The singing from every cast member was on-point, Rebecca Gilhooley perfectly impersonated Sarah Michelle Geller's accent, Sophie Isaacs physically resembles Reese Whitherspoon, and a special shout out to Evelyn Hoskins for nailing the cringier scenes in her over-the-top take on the naive Cecile.

The musical adaptation also stays true to the original film but does soldier through it at a very quick pace (there's no interval). And as you would expect from any musical adaption, it is much campier than the original film (which wasn't very campy at all).

They performed the musical adaption in a pop-up marquee in George Square Gardens, which did mean they were limited by their performance space. Throughout the performance, they kept the same set that consisted of two chaise lounge-style benches (which wouldn't have looked out of place in the original film).
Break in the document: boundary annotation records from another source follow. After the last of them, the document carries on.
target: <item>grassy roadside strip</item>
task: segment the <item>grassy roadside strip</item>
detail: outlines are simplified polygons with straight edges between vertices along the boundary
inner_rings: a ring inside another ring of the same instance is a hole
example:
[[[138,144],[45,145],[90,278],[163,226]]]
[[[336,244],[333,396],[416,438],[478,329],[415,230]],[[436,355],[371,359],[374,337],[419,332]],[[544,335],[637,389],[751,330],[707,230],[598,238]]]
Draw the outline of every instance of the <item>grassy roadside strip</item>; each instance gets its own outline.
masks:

A great set is difficult to acquire if you're limited by cost or space. And sometimes stretching a production budget to create visual set changes can make the audience painfully aware of how little budget you have (or at least it can for me). But the decision to make just one setup work for the entire show simplified the performance and meant the audiences' focus was on the story.

Saying that, if this musical gains traction (which I think it will) I would love to see what they could do with a proper stage set up and team. But I'm thankful the kept it simple at this stage.

Was it a high-brow Shakespearean play? Absolutely not. Was it fun? Hell yes. If fun pop songs make you break out in a rant about manufactured bands who don't write their own songs, then Cruel Intentions The 90s Musical is not for you. And if you didn't live through the 90s (did you know that people born in 2000 can now legally drink alcohol? Mental) then some of the references might be lost on you. 

But if you like the original film and still boogie in your room to the Backstreet Boys, then Cruel Intentions The 90s Musical comes highly recommended.